CFA Graphic Designers, Bridge Rep Partner to Promote Plays
Student poster chosen for not Jenny, opening tonight

Olivia D’Ambrosio was an undergrad theater student when she took notice of how well the university’s graphic design majors collaborated with the drama department to make theater programs pop.
“I just put that in my Rolodex” for later, D’Ambrosio (MET’15) says. Later came just over a year ago, when she became the producing artistic director at Bridge Repertory Theater of Boston and enrolled in BU’s certificate program in arts administration. With the wealth of talent available at the College of Fine Arts, D’Ambrosio thought, why not collaborate with graphic design students to create posters for upcoming Bridge Rep productions?
She pitched the idea to Lynne Allen, director of the School of Visual Arts, who liked it and asked Kristen Coogan, a School of Visual Arts assistant professor, and Yael Ort-Dinoor, a School of Visual Arts lecturer, to involve their classes in Bridge Rep’s first two productions: Harold Pinter’s The Lover and Stephen Jeffreys’ The Libertine. Students in Laura Grey’s class Junior Graphic Design Fall: Audience, Authorship are the latest to collaborate with the company, on its current production, not Jenny.
Grey, a School of Visual Arts assistant professor, divided her students into four groups to compete for the best poster design for not Jenny, a drama about estranged siblings that premieres tonight at the Calderwood Pavilion at the Boston Center for the Arts.
“It really, truly is a collaboration where everyone benefits equally,” D’Ambrosio says. The nascent theater company gets top-notch design at little to no cost while extending its audience reach to the larger Boston community. And students benefit, she says, because they “work with real live clients, get real live feedback, and produce real live posters.” The winning design for each production is also reproduced on Bridge Rep’s flyers, postcards, and program covers, a boon for any new designer’s portfolio.

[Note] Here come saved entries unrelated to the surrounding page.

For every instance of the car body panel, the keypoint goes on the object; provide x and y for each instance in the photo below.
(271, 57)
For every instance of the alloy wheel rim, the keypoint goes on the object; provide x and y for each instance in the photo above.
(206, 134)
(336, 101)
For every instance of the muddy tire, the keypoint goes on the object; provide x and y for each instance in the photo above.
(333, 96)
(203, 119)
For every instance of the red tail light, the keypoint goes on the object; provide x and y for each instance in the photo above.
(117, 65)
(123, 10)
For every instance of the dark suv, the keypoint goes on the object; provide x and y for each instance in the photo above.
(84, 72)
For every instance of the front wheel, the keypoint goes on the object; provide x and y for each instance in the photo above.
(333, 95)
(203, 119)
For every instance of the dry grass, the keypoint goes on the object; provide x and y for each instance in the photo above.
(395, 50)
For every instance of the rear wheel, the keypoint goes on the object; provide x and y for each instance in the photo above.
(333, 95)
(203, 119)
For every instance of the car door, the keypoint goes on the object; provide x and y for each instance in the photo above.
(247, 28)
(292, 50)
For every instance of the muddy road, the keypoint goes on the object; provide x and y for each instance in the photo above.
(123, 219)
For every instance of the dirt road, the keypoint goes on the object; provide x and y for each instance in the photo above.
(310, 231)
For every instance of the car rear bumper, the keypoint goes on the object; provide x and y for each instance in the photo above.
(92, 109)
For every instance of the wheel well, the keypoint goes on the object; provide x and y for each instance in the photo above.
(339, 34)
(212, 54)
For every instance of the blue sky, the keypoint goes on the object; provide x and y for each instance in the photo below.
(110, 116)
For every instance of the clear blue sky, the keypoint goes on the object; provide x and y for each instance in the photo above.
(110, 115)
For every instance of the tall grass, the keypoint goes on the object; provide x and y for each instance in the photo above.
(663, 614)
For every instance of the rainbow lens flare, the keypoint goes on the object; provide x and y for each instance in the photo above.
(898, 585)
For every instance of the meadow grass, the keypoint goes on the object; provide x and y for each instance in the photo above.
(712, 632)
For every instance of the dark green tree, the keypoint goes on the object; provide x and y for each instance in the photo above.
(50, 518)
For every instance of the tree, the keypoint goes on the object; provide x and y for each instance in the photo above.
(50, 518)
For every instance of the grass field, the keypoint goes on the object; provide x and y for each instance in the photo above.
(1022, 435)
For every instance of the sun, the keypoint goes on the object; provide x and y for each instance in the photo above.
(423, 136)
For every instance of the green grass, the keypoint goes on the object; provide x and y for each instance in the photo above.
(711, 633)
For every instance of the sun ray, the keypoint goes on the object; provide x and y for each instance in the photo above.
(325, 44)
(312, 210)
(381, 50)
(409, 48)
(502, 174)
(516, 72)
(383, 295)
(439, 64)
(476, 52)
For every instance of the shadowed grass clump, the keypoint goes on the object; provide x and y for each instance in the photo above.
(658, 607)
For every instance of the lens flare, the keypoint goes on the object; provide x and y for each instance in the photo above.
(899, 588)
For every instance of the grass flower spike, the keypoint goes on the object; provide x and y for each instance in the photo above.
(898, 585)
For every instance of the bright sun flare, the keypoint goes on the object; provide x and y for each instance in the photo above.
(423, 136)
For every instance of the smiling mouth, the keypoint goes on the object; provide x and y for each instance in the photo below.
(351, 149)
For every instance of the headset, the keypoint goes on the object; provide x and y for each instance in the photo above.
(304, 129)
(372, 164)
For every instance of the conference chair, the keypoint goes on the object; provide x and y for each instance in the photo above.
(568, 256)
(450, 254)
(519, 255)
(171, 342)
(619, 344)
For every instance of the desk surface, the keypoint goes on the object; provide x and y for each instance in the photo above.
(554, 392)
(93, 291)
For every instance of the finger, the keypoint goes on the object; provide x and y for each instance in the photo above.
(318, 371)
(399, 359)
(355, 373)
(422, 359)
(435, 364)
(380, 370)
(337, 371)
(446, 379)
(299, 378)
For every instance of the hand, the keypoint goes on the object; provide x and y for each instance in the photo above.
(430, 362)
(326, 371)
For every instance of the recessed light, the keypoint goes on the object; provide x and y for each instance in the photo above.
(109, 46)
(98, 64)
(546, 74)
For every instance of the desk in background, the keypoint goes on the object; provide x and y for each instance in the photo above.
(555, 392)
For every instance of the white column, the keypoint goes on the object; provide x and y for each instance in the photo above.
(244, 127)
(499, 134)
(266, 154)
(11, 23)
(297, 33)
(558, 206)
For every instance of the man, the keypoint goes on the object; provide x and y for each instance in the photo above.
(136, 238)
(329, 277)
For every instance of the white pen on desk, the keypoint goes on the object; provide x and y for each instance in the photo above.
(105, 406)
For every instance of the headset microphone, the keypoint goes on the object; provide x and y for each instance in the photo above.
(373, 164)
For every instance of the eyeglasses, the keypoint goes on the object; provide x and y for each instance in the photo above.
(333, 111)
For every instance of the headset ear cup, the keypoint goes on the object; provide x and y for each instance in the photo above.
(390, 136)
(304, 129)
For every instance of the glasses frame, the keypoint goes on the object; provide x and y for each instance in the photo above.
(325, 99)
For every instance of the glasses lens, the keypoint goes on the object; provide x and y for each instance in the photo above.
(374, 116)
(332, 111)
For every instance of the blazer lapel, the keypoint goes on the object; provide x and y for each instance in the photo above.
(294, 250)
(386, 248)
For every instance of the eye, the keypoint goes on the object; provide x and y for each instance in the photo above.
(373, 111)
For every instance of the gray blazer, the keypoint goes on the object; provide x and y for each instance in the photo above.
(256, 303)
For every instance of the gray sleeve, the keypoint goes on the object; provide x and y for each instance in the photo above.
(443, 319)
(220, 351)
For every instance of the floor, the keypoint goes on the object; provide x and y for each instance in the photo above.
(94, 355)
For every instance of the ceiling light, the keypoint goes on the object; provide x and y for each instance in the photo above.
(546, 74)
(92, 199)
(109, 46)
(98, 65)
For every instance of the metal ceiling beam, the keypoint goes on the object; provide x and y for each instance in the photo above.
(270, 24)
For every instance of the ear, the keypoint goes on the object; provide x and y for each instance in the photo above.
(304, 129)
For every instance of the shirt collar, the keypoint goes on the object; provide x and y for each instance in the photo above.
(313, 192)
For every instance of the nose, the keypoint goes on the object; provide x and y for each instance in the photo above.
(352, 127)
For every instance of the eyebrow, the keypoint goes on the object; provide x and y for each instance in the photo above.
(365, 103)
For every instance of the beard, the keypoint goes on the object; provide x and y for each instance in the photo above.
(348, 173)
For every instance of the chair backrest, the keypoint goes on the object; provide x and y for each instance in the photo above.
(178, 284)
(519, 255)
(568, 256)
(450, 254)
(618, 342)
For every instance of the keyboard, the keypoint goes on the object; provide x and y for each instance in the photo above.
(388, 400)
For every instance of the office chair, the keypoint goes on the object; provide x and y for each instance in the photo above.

Grey’s students are getting the kind of real-world experience they’ll need in their professional lives. Clients make demands professors might not, she says, like asking for a specific font or color in a design or insisting their logo be prominently displayed.
D’Ambrosio thought the contemporary story about estranged 30-year-old twin sisters forced together after a terrible accident claims their mother’s life and leaves one, Jenny, paralyzed from the waist down would be a particularly interesting project for BU students. Not Jenny (that really is the other sister’s name) returns to care for her twin.
Playwright MJ Halberstadt (GRS’13) says his characters are trying to reconcile their shared history with their current day-to-day lives. The sisters “are extremely close, but also complete strangers,” he says, “and that’s what I think is at the heart of the tension and the fun.”
With a copy of not Jenny, Grey’s four groups were given a different theme to work with, such as “home in disarray,” “familial resentment,” and “absence and presence.” Grey wanted the themes to be as abstract as possible to test students’ creativity and ability to move from concept to concrete design.
Over the course of five weeks, each group came up with five designs that were then whittled down to two, which D’Ambrosio, Halberstadt, and director Rebecca Bradshaw reviewed and offered comments on. After another round of revisions, the final posters were presented to D’Ambrosio, who selected the winning design: a sepia-toned yearbook picture of a teenage girl with a jagged line splitting the center of her face. The letters NOTJENNY are stamped like a mask over the girl’s eyes.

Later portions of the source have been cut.